Dr. Satyamurthy has proposed, on the basis of "preliminary thermo-luminescence dating," that the pottery found at the site, including the pots found in the urn along with the script, might date back to circa 500 B.C. This date is, however, subject to confirmation by carbon-14 dating, which is the more reliable method.

The claim on the date of the script and the assertion that it is in Tamil-Brahmi will be subjected to the scrutiny of scholars in the field.

The term `Tamil-Brahmi' is used when the script is in Brahmi but the language is Tamil. The Brahmi script was predominantly used for Prakrit from the Mauryan (Asokan) period. The Brahmi script was brought to the Tamil country in the third century B.C. by the Jain and Buddhist monks during the post-Asokan period.

According to Iravatham Mahadevan, one of the foremost authorities on the Tamil-Brahmi script: "The Brahmi script reached Upper South India (Andhra-Karnataka regions) and the Tamil country at about the same time during the 3rd century B.C. in the wake of southern spread of Jainism and
Buddhism." In his magnum opus, Early Tamil epigraphy, From the Earliest Times to the Sixth Century A.D., Mr. Mahadevan says that "the earliest Tamil inscriptions in the Tamil-Brahmi script may be dated from about the end of 3rd century or early 2nd century B.C. on palaeographic grounds and stratigraphic evidence of inscribed pottery. The earliest inscriptions in the Tamil country written in the Tamil-Brahmi script are almost exclusively in the Tamil language."

While Upper South India was under the sway of the Nanda-Maurya domain, the Tamil country was politically independent. As a result of political independence, Tamil was the language of administration in the Tamil country. "When writing became known to the Tamils, the Brahmi script was adapted to suit the Tamil phonetic system. That is, while the Brahmi script was borrowed, the Prakrit language was not allowed to be imposed along with it from outside," says Mr. Mahadevan.

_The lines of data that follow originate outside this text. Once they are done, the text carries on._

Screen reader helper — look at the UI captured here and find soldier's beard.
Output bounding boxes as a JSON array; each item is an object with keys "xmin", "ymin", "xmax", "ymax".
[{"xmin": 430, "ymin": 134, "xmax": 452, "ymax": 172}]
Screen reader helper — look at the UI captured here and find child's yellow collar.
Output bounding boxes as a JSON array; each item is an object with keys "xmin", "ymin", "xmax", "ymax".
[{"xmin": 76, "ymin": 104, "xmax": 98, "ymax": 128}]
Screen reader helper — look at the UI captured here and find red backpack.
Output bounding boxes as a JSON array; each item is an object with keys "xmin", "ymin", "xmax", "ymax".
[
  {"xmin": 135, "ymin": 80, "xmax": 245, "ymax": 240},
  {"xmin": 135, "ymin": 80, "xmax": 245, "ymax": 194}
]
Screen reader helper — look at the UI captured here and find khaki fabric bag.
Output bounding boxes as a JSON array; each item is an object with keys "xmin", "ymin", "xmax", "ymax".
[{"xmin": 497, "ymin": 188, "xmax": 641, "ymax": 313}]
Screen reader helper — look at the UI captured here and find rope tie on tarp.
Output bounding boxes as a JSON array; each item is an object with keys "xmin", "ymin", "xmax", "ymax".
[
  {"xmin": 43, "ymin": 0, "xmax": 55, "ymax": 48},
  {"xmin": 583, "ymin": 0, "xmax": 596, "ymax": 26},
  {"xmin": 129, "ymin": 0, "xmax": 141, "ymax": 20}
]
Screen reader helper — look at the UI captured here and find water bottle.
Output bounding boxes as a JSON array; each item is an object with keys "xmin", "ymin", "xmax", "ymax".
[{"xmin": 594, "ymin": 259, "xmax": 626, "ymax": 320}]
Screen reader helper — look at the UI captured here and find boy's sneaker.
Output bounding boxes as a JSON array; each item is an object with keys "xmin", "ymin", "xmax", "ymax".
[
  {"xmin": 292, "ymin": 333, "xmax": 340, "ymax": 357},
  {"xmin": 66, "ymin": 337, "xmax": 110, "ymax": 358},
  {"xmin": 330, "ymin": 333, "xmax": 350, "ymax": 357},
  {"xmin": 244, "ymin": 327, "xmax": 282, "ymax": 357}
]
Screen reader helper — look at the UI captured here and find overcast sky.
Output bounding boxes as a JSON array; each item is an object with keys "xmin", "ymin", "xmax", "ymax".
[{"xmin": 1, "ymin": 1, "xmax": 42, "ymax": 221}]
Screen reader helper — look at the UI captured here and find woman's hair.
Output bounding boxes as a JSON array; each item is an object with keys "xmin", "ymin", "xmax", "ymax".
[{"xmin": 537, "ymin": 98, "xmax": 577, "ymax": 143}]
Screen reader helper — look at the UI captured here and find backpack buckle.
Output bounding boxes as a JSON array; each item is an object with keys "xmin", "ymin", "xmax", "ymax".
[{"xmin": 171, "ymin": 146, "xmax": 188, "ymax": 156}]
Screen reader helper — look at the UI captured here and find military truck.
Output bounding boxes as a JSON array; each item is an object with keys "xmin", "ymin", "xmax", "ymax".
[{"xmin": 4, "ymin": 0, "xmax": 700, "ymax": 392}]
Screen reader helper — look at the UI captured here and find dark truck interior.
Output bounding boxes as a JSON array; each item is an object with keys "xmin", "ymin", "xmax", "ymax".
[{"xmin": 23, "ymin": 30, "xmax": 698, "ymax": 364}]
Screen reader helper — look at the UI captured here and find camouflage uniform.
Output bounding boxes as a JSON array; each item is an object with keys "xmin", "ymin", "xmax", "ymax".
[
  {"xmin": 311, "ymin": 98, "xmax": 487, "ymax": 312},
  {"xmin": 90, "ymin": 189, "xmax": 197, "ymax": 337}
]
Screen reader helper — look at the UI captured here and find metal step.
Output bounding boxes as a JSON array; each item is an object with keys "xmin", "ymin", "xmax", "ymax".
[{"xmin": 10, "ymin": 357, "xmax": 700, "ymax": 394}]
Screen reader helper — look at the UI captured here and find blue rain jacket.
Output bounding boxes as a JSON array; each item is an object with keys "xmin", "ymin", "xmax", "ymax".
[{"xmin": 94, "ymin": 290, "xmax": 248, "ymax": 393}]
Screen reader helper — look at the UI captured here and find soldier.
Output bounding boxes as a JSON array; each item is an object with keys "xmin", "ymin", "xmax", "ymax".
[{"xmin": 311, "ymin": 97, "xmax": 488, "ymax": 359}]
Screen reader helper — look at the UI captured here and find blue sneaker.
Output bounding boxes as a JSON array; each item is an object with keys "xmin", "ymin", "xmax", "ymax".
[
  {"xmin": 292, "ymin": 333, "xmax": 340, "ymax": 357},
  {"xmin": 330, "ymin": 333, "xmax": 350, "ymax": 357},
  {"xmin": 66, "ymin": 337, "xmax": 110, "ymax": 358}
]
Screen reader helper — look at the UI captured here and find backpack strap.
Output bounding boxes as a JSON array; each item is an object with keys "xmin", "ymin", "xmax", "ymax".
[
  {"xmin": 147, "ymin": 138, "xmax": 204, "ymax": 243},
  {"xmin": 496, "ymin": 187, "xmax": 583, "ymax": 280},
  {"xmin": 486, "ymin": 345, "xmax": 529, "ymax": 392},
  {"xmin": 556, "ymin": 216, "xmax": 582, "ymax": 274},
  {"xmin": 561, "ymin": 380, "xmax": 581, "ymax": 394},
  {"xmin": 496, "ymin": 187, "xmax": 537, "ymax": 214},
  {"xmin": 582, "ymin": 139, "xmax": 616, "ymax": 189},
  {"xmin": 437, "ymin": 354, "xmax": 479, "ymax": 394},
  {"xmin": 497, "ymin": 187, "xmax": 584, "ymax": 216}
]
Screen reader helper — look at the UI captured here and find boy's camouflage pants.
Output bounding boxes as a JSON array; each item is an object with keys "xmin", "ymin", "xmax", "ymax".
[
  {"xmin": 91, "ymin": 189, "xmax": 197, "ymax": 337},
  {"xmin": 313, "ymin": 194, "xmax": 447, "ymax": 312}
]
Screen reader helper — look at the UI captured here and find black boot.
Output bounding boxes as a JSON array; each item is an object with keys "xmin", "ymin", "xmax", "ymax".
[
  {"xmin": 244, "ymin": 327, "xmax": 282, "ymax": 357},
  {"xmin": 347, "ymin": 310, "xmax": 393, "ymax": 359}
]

Dr. Satyamurthy, however, proposes that the script found inside the urn may belong to circa 5th century B.C. According to him, this was based on "preliminary thermo-luminescence dating," which "takes the site to the period from 1500 B.C. to 500 B.C. So the script is also likely to be dated to 5th century B.C. even if we take the latest date into consideration."
Name of hero?

He pointed out that the Tamil-Brahmi script had been found in Sri Lanka too. The script found at Adichanallur could be the name of the hero whose skeleton is in the urn. "The associated pottery including the thin black and red ware [found in the urn] indicate the importance given to the dead person," he said. The denture has been sent to the Anthropological Survey of India for examination.

Delivering the T. Balakrishna Nair Memorial Lecture on "The geneses and features of Brahmi scripts," organised on January 12 by the Department of Ancient History and Archaeology, Madras University, Dr. Sampath said: "It may be suggested that the writing is in Tamil-Brahmi script in a rudimentary form. Attempts were made to blow up the writing so as to decipher it. It may be tentatively read as, `Ka ri a ra va [na] ta'. The reading is subject to improvement."

"A rare occurrence"
Estampages of the script could not be taken because it was inside the urn. So eye-copies were taken. Although the exact meaning of the script was not clear, it was quite likely to be the name of the engraver or the maker of the urn or the person whose skeletal remains were interred inside, he said. He described the script found inside the urn as "a rare occurrence."

Six trenches dug by the ASI, Chennai Circle, at the Iron Age urn burial site Adichanallur in 2004 yielded a cornucopia: 157 burial urns, 50 of them intact and 15 with human skeletons. The urns with skeletons had exquisite miniature pots inside along with paddy and husk. Around the urns were ritual pots and iron implements, including daggers, broken swords, a spearhead, celts and so on. One of the urns had the script inside it and this urn had a big lid too. It is called "twin pot."